Une communication présidentielle axée sur les apparences
Depuis plusieurs mois, les médias d’État burkinabè inondent l’espace public d’images mettant en scène le capitaine Ibrahim Traoré, entouré d’ouvriers et devant des infrastructures industrielles flambant neuves. Usines de transformation agroalimentaire, unités minières et autres projets phares sont présentés comme les piliers d’un Burkina Faso en pleine ascension vers l’émergence économique. Pourtant, derrière ce show médiatique se cache une réalité bien plus contrastée, où les défis sécuritaires et économiques menacent de réduire à néant ces ambitions affichées.
La politique des grands travaux : un leurre pour masquer les faiblesses structurelles
Cette stratégie, souvent qualifiée de « politique du ruban », s’inscrit dans une logique de communication politique visant à renforcer la légitimité du pouvoir en place. En mettant en avant des chantiers symboliques, le régime cherche à démontrer que le pays peut se passer des partenaires internationaux traditionnels, malgré les contraintes sécuritaires croissantes et le retrait progressif de certains acteurs étrangers.
Les discours officiels insistent sur l’autonomie économique et la création d’emplois locaux, présentés comme les fondations d’une souveraineté retrouvée.
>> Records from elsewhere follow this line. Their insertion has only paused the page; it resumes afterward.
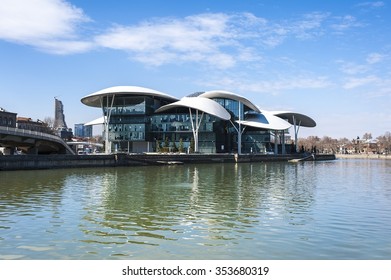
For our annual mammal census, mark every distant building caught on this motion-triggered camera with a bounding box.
[74,123,92,138]
[53,98,73,139]
[16,117,53,133]
[0,107,17,128]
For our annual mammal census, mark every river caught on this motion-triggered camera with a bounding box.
[0,159,391,260]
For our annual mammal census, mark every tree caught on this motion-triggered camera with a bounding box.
[362,132,372,140]
[178,138,185,153]
[189,137,195,153]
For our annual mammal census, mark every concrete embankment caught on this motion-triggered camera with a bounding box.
[335,154,391,159]
[0,153,335,170]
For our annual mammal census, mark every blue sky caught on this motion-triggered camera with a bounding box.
[0,0,391,139]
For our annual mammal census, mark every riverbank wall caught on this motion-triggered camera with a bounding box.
[335,154,391,159]
[0,153,335,171]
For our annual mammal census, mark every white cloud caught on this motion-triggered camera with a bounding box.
[0,0,90,53]
[200,76,333,95]
[366,53,387,64]
[357,1,385,8]
[343,75,380,89]
[331,15,362,33]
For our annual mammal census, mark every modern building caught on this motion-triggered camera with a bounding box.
[53,98,73,140]
[81,86,316,154]
[74,123,92,138]
[16,117,53,134]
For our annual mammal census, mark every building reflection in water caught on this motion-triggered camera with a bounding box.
[75,163,315,255]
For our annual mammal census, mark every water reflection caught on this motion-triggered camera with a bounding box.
[0,161,391,259]
[72,164,316,257]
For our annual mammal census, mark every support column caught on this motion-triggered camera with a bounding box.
[100,94,115,154]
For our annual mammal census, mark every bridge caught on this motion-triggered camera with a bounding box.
[0,126,74,155]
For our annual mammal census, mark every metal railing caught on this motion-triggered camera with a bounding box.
[0,126,74,154]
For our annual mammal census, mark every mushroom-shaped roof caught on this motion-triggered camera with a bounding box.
[236,112,292,130]
[198,90,260,112]
[269,111,316,127]
[81,86,178,107]
[155,97,231,120]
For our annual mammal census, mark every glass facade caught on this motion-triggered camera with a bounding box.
[103,96,284,153]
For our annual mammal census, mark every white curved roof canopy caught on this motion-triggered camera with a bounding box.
[199,90,260,112]
[81,86,178,107]
[155,97,231,120]
[84,117,106,126]
[236,112,292,130]
[269,111,316,127]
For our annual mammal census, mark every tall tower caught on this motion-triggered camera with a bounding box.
[53,98,68,129]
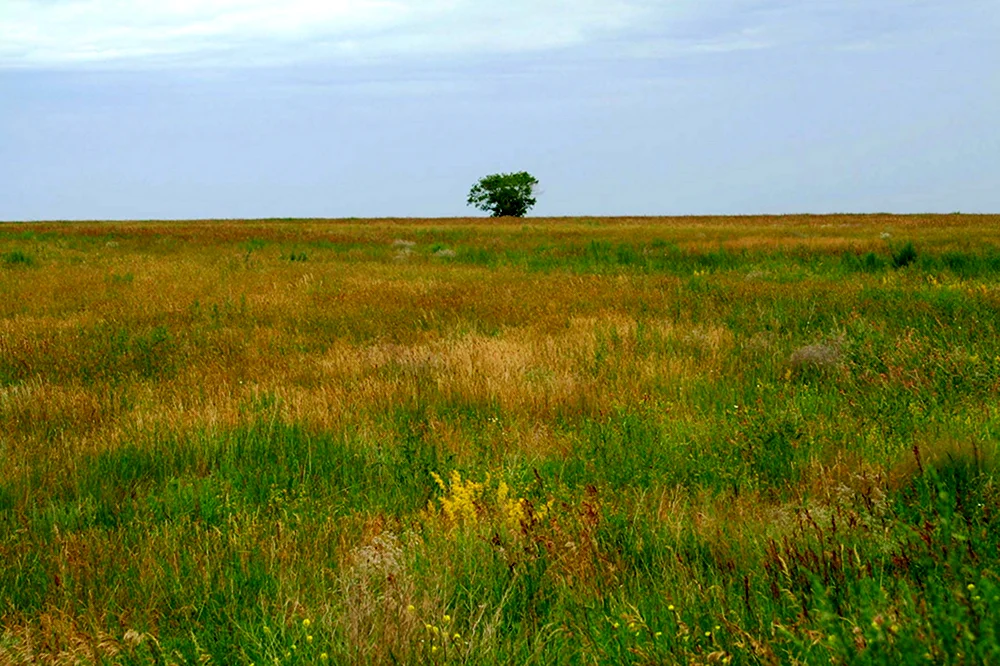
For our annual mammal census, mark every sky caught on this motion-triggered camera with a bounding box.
[0,0,1000,221]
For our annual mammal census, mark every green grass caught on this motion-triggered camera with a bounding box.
[0,217,1000,664]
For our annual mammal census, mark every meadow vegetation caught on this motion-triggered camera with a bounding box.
[0,215,1000,665]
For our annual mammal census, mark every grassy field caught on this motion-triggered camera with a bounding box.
[0,215,1000,666]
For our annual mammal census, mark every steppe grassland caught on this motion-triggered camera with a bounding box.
[0,215,1000,663]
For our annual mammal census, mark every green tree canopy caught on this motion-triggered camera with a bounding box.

Pour les soutiens du capitaine Traoré, chaque inauguration est un pas de plus vers l’indépendance économique et une victoire contre les ingérences extérieures. Cependant, pour les économistes et les observateurs indépendants, ces annonces relèvent davantage d’une stratégie de communication opportuniste que d’un véritable plan de développement cohérent et durable.
Des projets industriels opaques et des financements troubles
Une analyse approfondie des « fleurons » industriels promus par le régime révèle des lacunes majeures. Si les inaugurations sont systématiquement médiatisées, les détails concrets sur leur viabilité économique, leur mode de financement ou leur capacité de production à long terme restent largement confidentiels.
Par ailleurs, des soupçons persistants pèsent sur la gestion des fonds patriotiques mobilisés pour soutenir à la fois l’effort de guerre et le développement industriel. La question de la transparence se pose avec acuité : où vont réellement ces ressources ? Dans un contexte où le secteur privé traditionnel étouffe sous le poids d’une fiscalité accrue et d’un climat d’insécurité généralisé, l’émergence d’entités économiques liées au cercle du pouvoir interroge sur les modalités d’attribution des marchés publics et sur l’équité des processus décisionnels.
Un décalage criant entre les annonces officielles et le quotidien des populations
Pendant que les écrans de télévision diffusent des images d’usines modernes et de dirigeants déterminés, la vie des Burkinabè se dégrade inexorablement.
- Une inflation galopante : Le coût des denrées alimentaires de base (riz, huile, mil) a atteint des niveaux records, rendant la survie quotidienne particulièrement difficile pour les ménages les plus modestes.
- Une crise humanitaire sans précédent : Avec plus de deux millions de personnes déplacées en interne, le pays fait face à l’une des situations les plus dramatiques de son histoire. De nombreuses localités restent sous blocus terroriste, dépendant de l’aide humanitaire, souvent incertaine et insuffisante.
- Un secteur économique en lambeaux : Le commerce informel, véritable moteur de l’économie burkinabè, est paralysé par des coupures d’électricité récurrentes et l’insécurité persistante sur les axes routiers, empêchant toute activité commerciale stable.
La propagande comme outil de survie politique
Le contraste entre les images contrôlées des médias d’État et la réalité vécue par les citoyens est saisissant. D’un côté, des vidéos soigneusement montées montrent des machines neuves et un président engagé ; de l’autre, des familles luttent pour scolariser leurs enfants ou survivent dans des conditions précaires, tandis que les forces de défense opèrent dans des conditions extrêmes.
Le récit d’un « Burkina Faso en pleine renaissance » s’avère être une construction médiatique destinée à entretenir un espoir artificiel et à étouffer les voix critiques. Pourtant, la propagande a ses limites : on ne peut nourrir une population avec des slogans de souveraineté si les terres agricoles sont inaccessibles et si les usines inaugurées ne produisent que des effets d’annonce.
Un pari risqué sur la perception, au mépris des réalités
En misant exclusivement sur une stratégie de communication pour imposer l’idée d’un pays en pleine transformation, le capitaine Ibrahim Traoré prend le risque de creuser un fossé toujours plus large entre le pouvoir et la population. L’industrialisation est une ambition louable, mais elle ne peut se construire sur des bases aussi fragiles que l’opacité financière et l’absence de sécurisation tangible du territoire.
Tant que les annonces resteront déconnectées des réalités vécues par les Burkinabè, les inaugurations d’usines ne seront que des mirages dans le désert sahélien, reflétant davantage les illusions d’un régime que les espoirs d’un peuple.